Como en esta vida no tengas un dedo de frente, acabas así. Este muchacho es para su madre -no lo saques de ahí-, no para andar con dinero y a la suerte de dios, porque las tías me lo van a hacer polvo.


----------



## Tubiegah (19 Feb 2022)

Está derroído.

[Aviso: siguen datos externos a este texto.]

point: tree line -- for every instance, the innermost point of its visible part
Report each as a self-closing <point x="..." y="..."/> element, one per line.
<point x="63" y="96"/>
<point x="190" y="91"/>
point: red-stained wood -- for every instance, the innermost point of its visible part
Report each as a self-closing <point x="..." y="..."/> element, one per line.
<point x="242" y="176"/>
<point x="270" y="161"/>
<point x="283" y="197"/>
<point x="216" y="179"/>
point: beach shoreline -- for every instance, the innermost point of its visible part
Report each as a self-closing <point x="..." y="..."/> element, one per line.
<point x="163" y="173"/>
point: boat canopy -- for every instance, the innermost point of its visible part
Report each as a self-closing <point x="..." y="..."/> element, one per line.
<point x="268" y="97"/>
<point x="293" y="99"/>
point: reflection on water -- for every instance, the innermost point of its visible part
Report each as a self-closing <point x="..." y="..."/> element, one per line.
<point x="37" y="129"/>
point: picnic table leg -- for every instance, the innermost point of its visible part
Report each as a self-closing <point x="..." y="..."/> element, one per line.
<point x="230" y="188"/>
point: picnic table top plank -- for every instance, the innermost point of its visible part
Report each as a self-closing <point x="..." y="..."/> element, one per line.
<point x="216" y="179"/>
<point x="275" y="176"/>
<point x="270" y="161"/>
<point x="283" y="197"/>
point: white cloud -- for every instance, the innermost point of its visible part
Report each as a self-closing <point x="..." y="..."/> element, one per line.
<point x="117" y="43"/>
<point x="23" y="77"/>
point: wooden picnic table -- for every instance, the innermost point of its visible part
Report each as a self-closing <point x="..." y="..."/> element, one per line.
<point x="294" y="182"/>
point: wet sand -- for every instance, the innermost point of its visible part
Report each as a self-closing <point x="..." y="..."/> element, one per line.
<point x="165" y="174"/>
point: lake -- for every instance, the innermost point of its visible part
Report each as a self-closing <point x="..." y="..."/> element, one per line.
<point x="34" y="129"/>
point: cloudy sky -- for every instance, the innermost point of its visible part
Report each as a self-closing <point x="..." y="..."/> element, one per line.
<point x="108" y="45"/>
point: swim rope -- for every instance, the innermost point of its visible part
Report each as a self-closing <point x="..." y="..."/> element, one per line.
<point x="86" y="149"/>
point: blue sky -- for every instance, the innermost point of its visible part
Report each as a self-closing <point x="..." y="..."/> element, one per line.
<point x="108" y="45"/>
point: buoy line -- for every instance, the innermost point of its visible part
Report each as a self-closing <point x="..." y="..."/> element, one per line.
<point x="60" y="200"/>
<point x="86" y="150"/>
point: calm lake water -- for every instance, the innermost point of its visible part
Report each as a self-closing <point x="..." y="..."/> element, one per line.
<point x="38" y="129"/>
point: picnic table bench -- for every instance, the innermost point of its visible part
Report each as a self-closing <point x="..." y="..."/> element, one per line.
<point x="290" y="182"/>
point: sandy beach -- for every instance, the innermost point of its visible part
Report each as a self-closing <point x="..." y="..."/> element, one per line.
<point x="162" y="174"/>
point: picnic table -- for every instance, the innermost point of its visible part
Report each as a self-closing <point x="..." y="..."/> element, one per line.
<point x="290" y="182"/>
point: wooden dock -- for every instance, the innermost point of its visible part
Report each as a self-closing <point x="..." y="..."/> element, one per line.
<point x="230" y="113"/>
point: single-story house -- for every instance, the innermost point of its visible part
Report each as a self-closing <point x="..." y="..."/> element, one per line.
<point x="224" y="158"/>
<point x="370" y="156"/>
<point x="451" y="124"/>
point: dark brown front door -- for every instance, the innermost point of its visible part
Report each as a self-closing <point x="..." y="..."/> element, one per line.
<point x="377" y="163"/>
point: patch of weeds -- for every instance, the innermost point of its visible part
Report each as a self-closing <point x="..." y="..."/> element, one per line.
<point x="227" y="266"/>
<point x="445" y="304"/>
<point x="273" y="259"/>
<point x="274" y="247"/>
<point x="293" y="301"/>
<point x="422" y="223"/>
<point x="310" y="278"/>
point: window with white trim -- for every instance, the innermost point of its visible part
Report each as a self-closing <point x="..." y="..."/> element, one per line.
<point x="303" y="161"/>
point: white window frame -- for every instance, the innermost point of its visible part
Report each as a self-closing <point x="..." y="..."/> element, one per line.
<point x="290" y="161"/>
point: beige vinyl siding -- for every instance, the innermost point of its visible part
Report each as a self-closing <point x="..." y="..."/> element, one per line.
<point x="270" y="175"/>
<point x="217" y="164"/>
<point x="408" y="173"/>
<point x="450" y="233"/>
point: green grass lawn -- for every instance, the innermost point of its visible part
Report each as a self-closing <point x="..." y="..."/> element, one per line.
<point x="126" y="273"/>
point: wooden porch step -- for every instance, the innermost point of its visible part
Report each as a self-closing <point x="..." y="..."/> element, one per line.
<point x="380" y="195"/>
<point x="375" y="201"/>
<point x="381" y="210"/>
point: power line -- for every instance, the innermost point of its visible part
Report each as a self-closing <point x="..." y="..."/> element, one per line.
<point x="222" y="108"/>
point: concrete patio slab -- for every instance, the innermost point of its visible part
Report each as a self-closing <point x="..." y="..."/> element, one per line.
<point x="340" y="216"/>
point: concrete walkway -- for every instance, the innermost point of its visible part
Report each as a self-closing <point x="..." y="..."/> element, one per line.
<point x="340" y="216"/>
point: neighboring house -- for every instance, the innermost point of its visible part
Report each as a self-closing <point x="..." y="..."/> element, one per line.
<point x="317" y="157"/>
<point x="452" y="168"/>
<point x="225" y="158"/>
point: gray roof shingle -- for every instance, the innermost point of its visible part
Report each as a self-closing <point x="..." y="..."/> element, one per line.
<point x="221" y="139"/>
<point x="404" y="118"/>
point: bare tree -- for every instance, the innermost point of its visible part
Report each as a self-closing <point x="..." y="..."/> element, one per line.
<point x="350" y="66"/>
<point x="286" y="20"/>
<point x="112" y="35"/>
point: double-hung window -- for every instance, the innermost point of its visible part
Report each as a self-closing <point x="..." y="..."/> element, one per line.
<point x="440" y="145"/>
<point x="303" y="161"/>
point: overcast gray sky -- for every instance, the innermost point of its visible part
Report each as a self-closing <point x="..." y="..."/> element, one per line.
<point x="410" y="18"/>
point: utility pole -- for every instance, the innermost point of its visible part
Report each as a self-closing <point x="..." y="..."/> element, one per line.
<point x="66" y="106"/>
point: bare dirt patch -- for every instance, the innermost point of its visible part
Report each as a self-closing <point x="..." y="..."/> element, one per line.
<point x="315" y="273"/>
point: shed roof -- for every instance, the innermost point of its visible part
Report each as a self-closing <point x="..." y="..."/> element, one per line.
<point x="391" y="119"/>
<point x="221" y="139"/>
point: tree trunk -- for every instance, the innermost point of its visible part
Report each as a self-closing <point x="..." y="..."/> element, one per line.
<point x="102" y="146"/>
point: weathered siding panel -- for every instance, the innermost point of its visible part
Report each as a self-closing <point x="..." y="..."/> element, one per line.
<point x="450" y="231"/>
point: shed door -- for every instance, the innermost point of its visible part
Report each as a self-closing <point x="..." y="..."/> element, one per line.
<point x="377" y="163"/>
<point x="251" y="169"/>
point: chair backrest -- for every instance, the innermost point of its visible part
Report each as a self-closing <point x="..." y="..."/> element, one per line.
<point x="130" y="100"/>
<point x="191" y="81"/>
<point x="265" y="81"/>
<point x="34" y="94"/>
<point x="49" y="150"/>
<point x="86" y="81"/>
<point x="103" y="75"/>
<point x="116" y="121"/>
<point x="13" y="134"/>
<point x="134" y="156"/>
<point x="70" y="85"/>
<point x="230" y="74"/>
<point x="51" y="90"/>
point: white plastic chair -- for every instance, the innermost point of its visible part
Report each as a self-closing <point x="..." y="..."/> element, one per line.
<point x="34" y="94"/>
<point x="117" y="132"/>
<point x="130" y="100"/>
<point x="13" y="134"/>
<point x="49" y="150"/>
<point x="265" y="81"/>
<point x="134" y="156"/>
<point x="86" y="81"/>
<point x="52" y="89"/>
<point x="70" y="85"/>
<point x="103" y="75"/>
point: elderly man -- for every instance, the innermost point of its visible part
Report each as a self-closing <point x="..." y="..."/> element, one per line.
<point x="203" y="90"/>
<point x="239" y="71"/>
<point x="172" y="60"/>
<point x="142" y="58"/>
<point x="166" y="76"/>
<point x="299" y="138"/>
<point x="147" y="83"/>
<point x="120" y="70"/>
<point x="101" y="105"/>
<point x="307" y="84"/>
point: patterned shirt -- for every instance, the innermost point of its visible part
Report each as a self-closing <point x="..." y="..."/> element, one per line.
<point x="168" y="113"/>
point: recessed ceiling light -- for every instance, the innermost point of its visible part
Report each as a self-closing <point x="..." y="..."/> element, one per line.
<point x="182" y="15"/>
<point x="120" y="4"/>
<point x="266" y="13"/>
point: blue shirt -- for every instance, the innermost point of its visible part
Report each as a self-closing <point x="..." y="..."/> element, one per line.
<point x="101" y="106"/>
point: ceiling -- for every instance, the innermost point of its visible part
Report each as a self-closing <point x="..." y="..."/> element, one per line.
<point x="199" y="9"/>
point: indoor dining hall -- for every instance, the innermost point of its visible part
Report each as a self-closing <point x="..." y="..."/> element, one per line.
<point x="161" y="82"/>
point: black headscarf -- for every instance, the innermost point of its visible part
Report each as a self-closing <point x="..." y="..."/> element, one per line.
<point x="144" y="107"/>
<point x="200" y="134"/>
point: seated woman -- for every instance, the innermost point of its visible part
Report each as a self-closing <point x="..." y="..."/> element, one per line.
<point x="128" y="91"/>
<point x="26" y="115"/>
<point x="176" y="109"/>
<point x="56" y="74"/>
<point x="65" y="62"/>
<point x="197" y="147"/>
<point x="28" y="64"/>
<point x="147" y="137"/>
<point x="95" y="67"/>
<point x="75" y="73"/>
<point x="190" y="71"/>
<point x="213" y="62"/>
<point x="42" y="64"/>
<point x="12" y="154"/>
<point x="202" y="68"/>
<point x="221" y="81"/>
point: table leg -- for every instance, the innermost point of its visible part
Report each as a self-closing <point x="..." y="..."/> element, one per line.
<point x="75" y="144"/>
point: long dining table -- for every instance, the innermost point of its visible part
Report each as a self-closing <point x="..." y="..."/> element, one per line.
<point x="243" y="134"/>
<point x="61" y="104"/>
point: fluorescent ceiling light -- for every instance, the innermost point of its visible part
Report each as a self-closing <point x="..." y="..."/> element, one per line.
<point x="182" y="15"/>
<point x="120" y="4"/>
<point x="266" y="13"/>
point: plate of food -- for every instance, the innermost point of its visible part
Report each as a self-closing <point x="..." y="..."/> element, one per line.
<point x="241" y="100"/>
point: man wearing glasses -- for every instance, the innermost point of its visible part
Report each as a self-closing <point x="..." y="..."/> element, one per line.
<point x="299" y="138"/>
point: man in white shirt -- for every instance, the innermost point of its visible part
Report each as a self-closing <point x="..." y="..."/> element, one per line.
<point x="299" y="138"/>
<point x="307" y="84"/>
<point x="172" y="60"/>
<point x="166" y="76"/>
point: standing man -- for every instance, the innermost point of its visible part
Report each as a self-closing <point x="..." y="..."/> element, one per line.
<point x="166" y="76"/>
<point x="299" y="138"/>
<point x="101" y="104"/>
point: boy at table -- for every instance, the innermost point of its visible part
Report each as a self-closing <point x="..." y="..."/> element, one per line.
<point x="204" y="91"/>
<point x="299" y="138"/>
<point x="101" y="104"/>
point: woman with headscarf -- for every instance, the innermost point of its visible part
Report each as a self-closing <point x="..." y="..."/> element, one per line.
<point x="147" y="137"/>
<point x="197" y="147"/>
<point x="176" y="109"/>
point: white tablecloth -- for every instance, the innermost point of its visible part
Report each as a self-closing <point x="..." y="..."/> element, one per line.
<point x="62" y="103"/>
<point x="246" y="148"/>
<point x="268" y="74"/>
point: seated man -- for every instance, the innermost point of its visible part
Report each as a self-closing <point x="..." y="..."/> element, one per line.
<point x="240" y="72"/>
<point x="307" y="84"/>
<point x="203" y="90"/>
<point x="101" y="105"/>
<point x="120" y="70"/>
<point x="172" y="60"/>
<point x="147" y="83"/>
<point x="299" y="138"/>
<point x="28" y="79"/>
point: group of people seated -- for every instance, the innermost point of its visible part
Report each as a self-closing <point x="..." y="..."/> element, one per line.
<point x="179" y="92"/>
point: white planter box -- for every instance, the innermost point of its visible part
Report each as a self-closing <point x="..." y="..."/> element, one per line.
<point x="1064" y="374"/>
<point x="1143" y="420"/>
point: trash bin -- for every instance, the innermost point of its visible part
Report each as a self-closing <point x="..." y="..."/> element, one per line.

Y no me refiero a su aspecto físico.


----------



## Zbigniew (19 Feb 2022)

Mucha alita de mosca pasa factura avricccccc jrandeeeee, tiene cara de mesetario.Labrador de Ávila curtido por el aire,el frio ,el sol y la lluvia.Que se ponga a trabajar en algo y se le quita la tonteria.


----------



## BigJoe (19 Feb 2022)

Qué lástima, yo le sigo teniendo simpatía.


----------



## Play_91 (19 Feb 2022)

Con el dinero que tiene se podía poner botox y echarse crema.
Es un aspecto de un tío de 40 años que no se echa ni una sola crema ni se cuida la cara nada de nada.
Conozco mucha gente así.

Todas todas las ´tias tipo Carbonero, Pilar Rubio, etc, aparte de maquillaje van a su clínica, tipo "clínica Carla Barber" y se maquean la cara, se hacen no sólo botox si no mil tratamientos para anti ojeras y de todo.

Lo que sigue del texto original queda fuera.